50g mustard powder (in the spice section of supermarket)

½ white pepper

¼ teaspoon nutmeg

2 teaspoons ground (powdered) ginger

150 ml apple cider vinegar (from health food stores if not in supermarket)

5 tablespoons additional apple cider vinegar

250 ml malt vinegar

dash of water

Put the vegetables into a large bowl, add the salt, and mix through.  Cover with glad wrap and refrigerate overnight.  The salt will extract moisture from the vegetables so they will have a light crunch, and not turn soggy.

The next day, drain the salty water off the vegetables.  In a large saucepan that is not yet on the stove, place the flour and all the spices and mix with the 5 tablespoons of apple cider vinegar to form a paste.  Gradually mix in the remainder of the cider vinegar. Tip in the veggies, then stir in the malt vinegar and the water.

Place on the stove and gently heat, cooking like this for about 20 minutes, stirring frequently.

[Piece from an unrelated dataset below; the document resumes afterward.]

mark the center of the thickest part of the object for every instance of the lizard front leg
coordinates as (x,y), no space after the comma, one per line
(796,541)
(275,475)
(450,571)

You don’t want the temperature too high – below medium will be right.  And don’t cook for longer than 20 minutes because the veggies will go too soft.

Sterilise jars by boiling them then drying in a just warmed oven.  Spoon the pickles in and wipe any spills around the jar rim with a clean cloth then seal tightly with the lid.

The pickles can be eaten straight away.  They will keep in the refrigerator for six months but once opened they should be eaten within six weeks.